Telstra has dismissed suggestions that it should advise its own wholesale customers when a copper or HFC line it leases to them is to be temporarily cut by NBN fibre crews in order to connect a home to the National Broadband Network.
Almost two months after the competition watchdog first raised concerns over the controversial 'pull through' method for NBN cabling, there is still little clarity on how it will work and where key responsibilities lie.
Pull through sees NBN contractors sever a home's existing communications cable. One end of the old cable is tied to the new NBN fibre cable, and contractors literally haul it up through the old conduit to the house.
ISPs generally consent to the 'pull through' method being used but want to be given notice by Telstra, NBN Co or the NBN contractor of exactly when the old line is to be cut — so they can manage the fixed line service interruption with their retail customer.
Telstra will be given an hour's notice of an NBN contractors' intention to sever a cable for 'pull through', but does not believe it should pass on that notification to the ISP that provides retail services on the affected line.
"The limited notice which Telstra can give (less than an hour) is unlikely to be of much practical value to the current wholesale customer in managing any service interruption," Telstra said in a submission. (pdf)
Despite having an hour's notice of decisions to cut into its cables, Telstra argues it "has little, if any, control" and an "extremely limited" role to play in communicating that information to the provider of retail services on that line.
"Pull through is a process that is conducted in a practical sense by NBN Co and not by Telstra," the carrier said.
"Telstra has no control over when or how pull through processes are undertaken in respect of wholesale customers' copper services."
Telstra argues ISPs have plenty of time to make alternative arrangements for internet and phone services for end users in case existing connections are switched off for pull through.
Effectively, those arrangements can be made from the time an NBN order is lodged, Telstra argues. ISPs should put such arrangements in place pre-emptively, in case they are required, though the ISP may never know if pull through will occur for that end customer.
Telstra is attempting to play down a much more integral role that the ACCC sees the carrier as having.
"Telstra will have an important role to play as an intermediary between its wholesale customers and NBN Co and its contractors," the ACCC wrote in a consultation paper in December last year. (pdf)
"That said, at this stage there is a lack of clarity regarding the precise nature of the roles and responsibilities that all parties will take on in the end-to-end pull through process, or the extent to which all parties will in fact cooperate to ensure that pull through is undertaken in an appropriate manner".
Telstra said it "expects that NBN Co may consult with the relevant end user ... prior to conducting pull through".
ISPs seem unconcerned with who notifies them of a pull through attempt, as long as someone does.
Something ISPs are keen to see altered is who is liable when pull through goes awry. ISPs that generally agree to pull through being used for their customers must sign a "deed poll" that effectively makes them liable for a process that they have little direct control over.
"The draft Deed Poll includes a number of clauses that release NBN Co and Telstra from liability from any loss or claim relating to the operation or lack of operation of the existing copper services that may arise from pull through," the ACCC noted in December.

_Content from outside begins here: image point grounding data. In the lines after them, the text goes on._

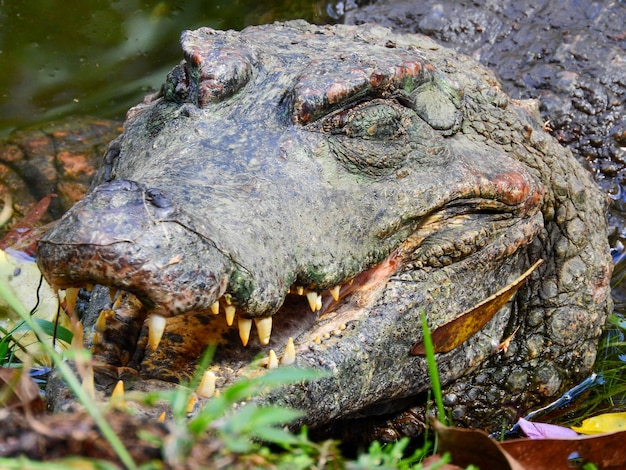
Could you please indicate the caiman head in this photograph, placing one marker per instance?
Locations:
(327, 184)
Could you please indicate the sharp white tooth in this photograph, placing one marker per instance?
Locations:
(101, 322)
(118, 301)
(264, 329)
(77, 338)
(289, 355)
(156, 327)
(245, 325)
(191, 404)
(88, 385)
(230, 314)
(312, 298)
(272, 360)
(70, 299)
(117, 397)
(206, 389)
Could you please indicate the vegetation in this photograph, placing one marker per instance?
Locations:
(235, 436)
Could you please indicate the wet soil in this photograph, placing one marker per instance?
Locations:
(569, 54)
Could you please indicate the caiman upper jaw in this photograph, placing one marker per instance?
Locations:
(120, 237)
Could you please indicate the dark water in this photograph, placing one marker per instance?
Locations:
(99, 57)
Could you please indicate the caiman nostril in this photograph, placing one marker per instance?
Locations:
(158, 199)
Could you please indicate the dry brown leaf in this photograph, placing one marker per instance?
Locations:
(18, 389)
(606, 451)
(473, 447)
(24, 235)
(456, 332)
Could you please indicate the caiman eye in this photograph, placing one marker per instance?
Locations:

While NBN Co will install a temporary cable if pull through doesn't result in a usable service, the ACCC noted that no one seemed to be responsible if the temporary cable failed.
Optus has branded the waivers as "neither reasonable nor acceptable".
"A critical concern is that whilst wholesale customers will have no visibility of or control over the pull through process, nevertheless they are expected to assume almost all liability for the process," Optus said in its submission. (pdf)
Optus believes a deed poll is the wrong format to collect consent and outline liability.
"It should be set out by means of a three party agreement between NBN Co, Telstra and the wholesale customer," Optus argued.
"The responsibilities of each party should be clearly stated with all relevant parties being accountable for their part of the process."